Boxing’s brash, brilliant champ
A sports legend, he was celebrated and vilified
Muhammad Ali, the brash and ebullient heavyweight boxer whose brilliance in the ring and bravado outside it made his face one of the most recognizable in the world, has died. He was 74.
Ali was admitted Thursday to a Phoenix-area hospital with a respiratory illness, and members of his family were at his bedside.
He had been hospitalized before for respiratory problems, which were complicated by Parkinson’s syndrome, but several people familiar with his condition had indicated that this time was more serious. By Friday afternoon, he was placed on life support.
Ali suffered from Parkinson’s for many years, which doctors attributed in part to the poundings he endured in the latter stages of his career, after he had lost his storied ability to feint and dance his way out of harm’s way.
Though boxing was Ali’s initial source of fame, he also was known, and in some quarters vilified, for his opposition to the Vietnam War and his joining the Nation of Islam, when as the newly crowned heavyweight champion he changed his name from Cassius Clay to Muhammad Ali.
The move, which caught the country by surprise, was the first of many times that Ali would live by a set of rules that confounded the fight game and trained the spotlight on a boxer who
brought a carnival atmosphere but also dealt with some of the most serious issues of his generation. He became famous as a boxer who boasted that he could “float like a butterfly, sting like a bee,” while also enduring the outrage of those who viewed him as a draft dodger at a time when the country was embroiled in war.
A native of Louisville, Ky., he burst on the national scene in 1960, when he won the light heavyweight gold medal at the Rome Summer Olympics. From then on, Ali remained in the spotlight for more than 50 years, 21 of them as a professional boxer and all of them as a player on the world stage.
Ali, then known as Clay, was a 7-1 underdog against fearsome Sonny Liston in his first heavyweight title fight in 1964. But the younger, quicker, smoother Clay was declared the winner when the stolid, slow-moving Liston could not come out for the seventh round, claiming a shoulder injury.
The euphoric victor screamed, “I shocked the world!”

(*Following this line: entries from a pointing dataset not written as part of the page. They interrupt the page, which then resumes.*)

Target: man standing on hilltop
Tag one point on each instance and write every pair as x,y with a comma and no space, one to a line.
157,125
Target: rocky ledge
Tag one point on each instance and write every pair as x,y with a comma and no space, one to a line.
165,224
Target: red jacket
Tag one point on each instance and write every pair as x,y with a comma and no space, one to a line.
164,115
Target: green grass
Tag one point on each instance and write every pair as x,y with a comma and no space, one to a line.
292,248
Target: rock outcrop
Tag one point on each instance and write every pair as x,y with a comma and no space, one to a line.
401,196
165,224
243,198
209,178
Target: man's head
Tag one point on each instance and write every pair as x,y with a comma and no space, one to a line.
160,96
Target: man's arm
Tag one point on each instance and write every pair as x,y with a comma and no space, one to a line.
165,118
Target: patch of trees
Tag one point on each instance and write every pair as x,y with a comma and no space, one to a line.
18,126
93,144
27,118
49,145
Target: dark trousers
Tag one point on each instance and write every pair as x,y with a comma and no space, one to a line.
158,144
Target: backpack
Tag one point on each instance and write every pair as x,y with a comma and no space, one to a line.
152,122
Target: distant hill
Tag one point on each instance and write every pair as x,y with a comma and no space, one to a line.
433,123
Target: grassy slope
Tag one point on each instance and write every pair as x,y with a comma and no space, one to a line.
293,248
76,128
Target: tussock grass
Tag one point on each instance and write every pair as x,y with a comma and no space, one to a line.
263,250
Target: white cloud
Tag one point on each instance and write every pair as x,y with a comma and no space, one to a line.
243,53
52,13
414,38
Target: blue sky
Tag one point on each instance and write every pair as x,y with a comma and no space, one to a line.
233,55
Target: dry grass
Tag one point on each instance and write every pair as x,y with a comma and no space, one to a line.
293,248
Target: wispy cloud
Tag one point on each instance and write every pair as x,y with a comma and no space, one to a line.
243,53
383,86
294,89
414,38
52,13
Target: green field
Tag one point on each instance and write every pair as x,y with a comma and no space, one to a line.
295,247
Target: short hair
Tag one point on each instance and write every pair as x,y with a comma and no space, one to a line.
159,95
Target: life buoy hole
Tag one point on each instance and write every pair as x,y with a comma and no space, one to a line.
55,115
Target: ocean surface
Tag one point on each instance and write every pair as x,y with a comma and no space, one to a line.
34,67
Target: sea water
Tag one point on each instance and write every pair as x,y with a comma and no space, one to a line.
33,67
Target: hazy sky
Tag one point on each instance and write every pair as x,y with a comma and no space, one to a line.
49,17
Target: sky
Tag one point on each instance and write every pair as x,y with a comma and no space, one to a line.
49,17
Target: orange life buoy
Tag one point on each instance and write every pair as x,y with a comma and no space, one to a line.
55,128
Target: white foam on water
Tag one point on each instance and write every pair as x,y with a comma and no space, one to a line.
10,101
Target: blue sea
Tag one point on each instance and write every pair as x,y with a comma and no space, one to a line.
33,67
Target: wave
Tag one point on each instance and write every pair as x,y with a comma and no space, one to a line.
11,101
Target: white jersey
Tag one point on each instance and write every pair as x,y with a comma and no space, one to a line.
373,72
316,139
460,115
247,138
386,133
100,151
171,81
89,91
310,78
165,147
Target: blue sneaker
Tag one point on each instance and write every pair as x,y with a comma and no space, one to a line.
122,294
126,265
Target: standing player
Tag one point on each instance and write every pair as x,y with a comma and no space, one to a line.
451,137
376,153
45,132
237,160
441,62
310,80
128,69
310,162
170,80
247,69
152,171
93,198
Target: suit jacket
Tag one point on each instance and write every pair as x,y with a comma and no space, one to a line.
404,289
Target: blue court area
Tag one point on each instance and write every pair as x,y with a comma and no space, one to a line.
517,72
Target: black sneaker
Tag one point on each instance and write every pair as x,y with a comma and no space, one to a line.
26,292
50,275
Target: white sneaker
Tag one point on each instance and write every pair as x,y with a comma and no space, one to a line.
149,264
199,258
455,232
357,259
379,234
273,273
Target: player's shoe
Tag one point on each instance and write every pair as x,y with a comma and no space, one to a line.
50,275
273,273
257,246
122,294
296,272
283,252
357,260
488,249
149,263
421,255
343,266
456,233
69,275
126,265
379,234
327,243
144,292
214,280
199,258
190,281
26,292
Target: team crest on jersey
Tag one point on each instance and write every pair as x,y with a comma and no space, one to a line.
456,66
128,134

That win marked the beginning of a boxing career in which Ali would win the heavyweight title a then-unprecedented three times. He lost only five professional fights in his long and controversial career, and two of those were toward the end, when he came out of retirement and was long past his prime.
In his later years, he made public appearances and signed autographs to pay the bills. In an emotional moment, a tentative Ali lighted the Olympic torch at the 1996 Summer Games in Atlanta, moving President Clinton and much of the nation to tears. When he appeared at the 2012 London Olympics, he was even more frail.